Os rabinos: "Felizes serão todos aqueles que permanecerão no mundo ao final do sexto milênio para entrar no [milênio do] Sabbath...", Zohar 1:119a
Infelizmente, tal interpretação do Reino de Deus como sendo o sétimo Milênio do planeta terra também já foi defendida por alguns dispensacionalistas no passado.
F) O diabo e os ímpios lançados no lago de fogo
"E o diabo, que os enganava, foi lançado no lago de fogo e enxofre, onde está a besta e o falso profeta...E aquele que não foi achado escrito no livro da vida foi lançado no lago de fogo.", Ap 20:10,15
Interpretação dispensacionalista: No fim do Milênio, Cristo lançará o diabo no lago de fogo.
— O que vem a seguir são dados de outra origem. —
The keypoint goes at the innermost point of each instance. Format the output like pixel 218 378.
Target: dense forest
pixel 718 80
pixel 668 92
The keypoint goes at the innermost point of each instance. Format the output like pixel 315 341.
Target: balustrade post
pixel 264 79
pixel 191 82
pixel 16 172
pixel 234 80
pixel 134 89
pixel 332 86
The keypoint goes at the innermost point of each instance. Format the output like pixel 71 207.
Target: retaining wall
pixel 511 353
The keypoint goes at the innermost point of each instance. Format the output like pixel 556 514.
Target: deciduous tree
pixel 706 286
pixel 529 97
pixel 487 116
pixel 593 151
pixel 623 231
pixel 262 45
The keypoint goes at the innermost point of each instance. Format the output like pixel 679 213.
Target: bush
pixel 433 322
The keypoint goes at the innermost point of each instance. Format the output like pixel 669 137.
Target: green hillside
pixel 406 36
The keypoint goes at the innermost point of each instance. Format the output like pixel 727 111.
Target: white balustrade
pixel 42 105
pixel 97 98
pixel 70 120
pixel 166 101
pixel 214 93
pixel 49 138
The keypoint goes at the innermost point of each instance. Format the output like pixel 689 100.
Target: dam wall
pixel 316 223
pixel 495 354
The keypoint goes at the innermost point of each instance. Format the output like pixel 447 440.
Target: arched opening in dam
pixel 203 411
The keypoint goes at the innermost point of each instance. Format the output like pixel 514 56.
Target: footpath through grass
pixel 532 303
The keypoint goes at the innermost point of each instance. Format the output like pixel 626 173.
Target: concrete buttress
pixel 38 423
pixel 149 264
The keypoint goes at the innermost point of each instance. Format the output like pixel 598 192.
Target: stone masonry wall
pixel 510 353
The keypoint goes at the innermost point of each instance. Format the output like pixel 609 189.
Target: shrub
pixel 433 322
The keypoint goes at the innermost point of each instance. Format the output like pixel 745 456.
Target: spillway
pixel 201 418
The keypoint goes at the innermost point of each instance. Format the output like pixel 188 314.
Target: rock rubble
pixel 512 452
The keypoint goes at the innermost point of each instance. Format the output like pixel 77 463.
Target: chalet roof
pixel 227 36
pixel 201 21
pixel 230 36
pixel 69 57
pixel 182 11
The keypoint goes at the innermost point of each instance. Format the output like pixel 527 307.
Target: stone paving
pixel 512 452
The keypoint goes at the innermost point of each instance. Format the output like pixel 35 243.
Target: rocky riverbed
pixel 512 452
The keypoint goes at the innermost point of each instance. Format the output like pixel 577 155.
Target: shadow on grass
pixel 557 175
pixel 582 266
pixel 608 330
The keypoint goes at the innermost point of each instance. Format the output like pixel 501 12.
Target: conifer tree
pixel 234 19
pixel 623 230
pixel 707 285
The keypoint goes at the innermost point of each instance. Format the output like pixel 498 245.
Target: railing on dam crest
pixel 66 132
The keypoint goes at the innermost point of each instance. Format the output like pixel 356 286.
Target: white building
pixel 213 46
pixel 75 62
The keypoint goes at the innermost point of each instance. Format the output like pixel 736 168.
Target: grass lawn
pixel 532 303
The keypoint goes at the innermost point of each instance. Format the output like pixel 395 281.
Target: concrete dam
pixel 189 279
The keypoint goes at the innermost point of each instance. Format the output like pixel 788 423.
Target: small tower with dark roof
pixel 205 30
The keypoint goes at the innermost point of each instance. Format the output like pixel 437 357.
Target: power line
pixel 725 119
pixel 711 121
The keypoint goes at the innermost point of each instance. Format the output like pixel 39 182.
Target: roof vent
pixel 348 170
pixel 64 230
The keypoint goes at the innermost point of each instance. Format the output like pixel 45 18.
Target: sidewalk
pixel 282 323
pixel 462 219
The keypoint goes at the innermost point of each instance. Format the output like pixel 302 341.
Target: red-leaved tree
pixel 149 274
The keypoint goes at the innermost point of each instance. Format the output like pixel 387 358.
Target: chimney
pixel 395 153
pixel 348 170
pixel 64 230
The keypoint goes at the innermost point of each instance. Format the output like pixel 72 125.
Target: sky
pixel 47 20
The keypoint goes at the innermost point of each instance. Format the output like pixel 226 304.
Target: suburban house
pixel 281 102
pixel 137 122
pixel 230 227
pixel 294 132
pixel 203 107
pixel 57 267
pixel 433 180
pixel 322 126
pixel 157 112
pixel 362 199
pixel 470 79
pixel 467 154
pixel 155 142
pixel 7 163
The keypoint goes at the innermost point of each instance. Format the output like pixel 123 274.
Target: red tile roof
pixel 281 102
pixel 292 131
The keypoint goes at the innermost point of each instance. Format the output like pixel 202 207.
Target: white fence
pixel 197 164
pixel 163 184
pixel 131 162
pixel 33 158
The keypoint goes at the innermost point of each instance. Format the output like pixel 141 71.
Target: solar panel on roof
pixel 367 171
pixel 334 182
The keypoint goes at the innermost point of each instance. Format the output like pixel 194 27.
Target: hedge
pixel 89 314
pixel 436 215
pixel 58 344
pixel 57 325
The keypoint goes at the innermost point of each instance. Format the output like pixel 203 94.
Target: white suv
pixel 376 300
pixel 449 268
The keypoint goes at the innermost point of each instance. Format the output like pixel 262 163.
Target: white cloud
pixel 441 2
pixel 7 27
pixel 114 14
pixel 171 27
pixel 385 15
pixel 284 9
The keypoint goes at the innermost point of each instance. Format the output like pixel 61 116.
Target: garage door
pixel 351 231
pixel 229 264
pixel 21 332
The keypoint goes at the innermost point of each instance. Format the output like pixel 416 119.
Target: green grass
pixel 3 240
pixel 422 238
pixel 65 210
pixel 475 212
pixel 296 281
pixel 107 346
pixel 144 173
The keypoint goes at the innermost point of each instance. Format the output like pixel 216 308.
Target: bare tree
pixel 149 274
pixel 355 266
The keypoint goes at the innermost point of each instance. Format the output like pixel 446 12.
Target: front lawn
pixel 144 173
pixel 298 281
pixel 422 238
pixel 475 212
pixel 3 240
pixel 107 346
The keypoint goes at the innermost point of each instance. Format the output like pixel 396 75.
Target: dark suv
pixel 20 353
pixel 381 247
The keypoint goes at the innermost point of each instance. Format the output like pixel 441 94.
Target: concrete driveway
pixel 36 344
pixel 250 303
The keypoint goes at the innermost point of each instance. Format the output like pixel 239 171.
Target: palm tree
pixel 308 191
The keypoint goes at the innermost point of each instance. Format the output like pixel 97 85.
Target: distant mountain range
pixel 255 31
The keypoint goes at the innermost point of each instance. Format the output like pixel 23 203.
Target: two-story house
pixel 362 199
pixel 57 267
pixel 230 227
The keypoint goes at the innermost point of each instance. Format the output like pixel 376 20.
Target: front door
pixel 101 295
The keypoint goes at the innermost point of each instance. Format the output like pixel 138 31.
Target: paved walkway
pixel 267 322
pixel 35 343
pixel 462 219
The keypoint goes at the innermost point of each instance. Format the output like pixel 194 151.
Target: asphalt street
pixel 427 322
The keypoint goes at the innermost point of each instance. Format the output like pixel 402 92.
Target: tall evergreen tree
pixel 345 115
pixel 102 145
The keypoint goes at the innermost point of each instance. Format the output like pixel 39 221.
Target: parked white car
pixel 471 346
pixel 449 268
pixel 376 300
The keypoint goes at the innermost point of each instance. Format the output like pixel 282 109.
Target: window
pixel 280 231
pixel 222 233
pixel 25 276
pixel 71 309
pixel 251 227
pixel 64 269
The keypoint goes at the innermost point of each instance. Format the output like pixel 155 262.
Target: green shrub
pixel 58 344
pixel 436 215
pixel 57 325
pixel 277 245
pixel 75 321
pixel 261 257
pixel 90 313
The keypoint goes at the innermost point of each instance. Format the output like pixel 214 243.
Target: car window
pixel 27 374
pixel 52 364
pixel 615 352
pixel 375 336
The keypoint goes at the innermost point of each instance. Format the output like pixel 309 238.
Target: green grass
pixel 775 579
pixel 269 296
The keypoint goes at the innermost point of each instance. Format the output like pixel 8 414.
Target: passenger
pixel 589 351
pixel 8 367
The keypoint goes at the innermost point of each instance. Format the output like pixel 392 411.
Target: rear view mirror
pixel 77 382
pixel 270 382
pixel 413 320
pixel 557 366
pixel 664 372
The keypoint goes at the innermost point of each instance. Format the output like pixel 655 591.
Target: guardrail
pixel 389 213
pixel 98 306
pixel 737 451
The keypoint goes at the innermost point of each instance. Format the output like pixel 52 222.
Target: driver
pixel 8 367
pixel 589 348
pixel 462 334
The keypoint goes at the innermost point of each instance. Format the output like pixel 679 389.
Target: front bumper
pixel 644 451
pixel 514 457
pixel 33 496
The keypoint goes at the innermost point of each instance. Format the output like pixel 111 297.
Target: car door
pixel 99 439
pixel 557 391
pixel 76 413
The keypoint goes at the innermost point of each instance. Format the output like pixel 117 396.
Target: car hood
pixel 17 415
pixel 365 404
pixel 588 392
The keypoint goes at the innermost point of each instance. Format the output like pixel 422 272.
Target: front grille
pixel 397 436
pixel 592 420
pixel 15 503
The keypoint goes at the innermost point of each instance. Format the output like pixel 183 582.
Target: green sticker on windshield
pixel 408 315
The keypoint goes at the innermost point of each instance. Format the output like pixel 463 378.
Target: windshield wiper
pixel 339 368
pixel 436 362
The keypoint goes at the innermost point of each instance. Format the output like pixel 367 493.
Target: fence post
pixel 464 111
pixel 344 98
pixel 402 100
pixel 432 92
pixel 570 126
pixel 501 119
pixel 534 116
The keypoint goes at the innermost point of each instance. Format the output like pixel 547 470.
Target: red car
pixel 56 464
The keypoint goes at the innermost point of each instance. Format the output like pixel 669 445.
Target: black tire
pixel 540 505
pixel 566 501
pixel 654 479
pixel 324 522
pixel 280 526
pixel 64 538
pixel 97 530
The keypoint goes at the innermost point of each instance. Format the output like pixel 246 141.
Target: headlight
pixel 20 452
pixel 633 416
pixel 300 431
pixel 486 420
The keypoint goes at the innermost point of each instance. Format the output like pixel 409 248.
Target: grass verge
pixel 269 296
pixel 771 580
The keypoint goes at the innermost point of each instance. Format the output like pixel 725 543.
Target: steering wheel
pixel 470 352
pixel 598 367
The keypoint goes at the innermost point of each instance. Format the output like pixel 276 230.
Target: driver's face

Logo em seguida, após o Juízo Final, os ímpios terão o mesmo destino.
Os rabinos:
"Quando Satanás viu o Messias, ele tremeu, caiu sobre seu rosto e disse 'deveras, este é o Messias que no futuro irá me lançar e a todos os príncipes das nações do mundo no Gehenna'", Pes. Rab. pp. 161a-b
G) A nova Jerusalém
"E eu, João, vi a santa cidade, a nova Jerusalém, que de Deus descia do céu, adereçada como uma esposa ataviada para o seu marido.", Ap 21:1
"E as doze portas eram doze pérolas; cada uma das portas era uma pérola;", Ap 21:21a
Interpretação dispensacionalista: Após o Juízo Final, na nova terra haverá uma nova cidade de Jerusalém vinda do céu, cujos portões serão pérolas gigantes.
Os rabinos:
"E todo o Israel achará favor aos olhos de Deus. No lugar da Jerusalém destruída, Ele baixará para eles uma Jerusalém dos céus", Ma'ase Daniel, pp 225
"No futuro, o Santo, bendito seja Ele, trará pedras preciosas e pérolas de trinta por trinta côvados em tamanho e irá perfurar nelas aberturas de dez por vinte, e as porá nos portões de Jerusalém", B. Bab. Bath. 75a
Conclusão
É impossível uniformizar os ensinos rabínicos sobre os últimos tempos, pois, além do estudo do Velho Testamento, eles se baseiam em diversas visões, lendas e mitos. Contudo, os textos que expus neste artigo resumem o quadro geral defendido por muitos deles. Com toda esta semelhança entre o dispensacionalismo e o judaísmo, devida a uma interpretação literal das profecias do Velho Testamento, pode-se perguntar se os dispensacionalistas não entenderam erradamente a Bíblia, assim como os judeus nos tempos de Cristo. De fato, até hoje os judeus usam o argumento de que Jesus não cumpriu as profecias Messiânicas para negar que Ele era o Cristo. Para entender a resposta a este argumento, vale a pena estudar o que os rabinos antigos diziam sobre os textos que falam sobre o sofrimento e morte do Messias. Mas isso fica para um próximo artigo.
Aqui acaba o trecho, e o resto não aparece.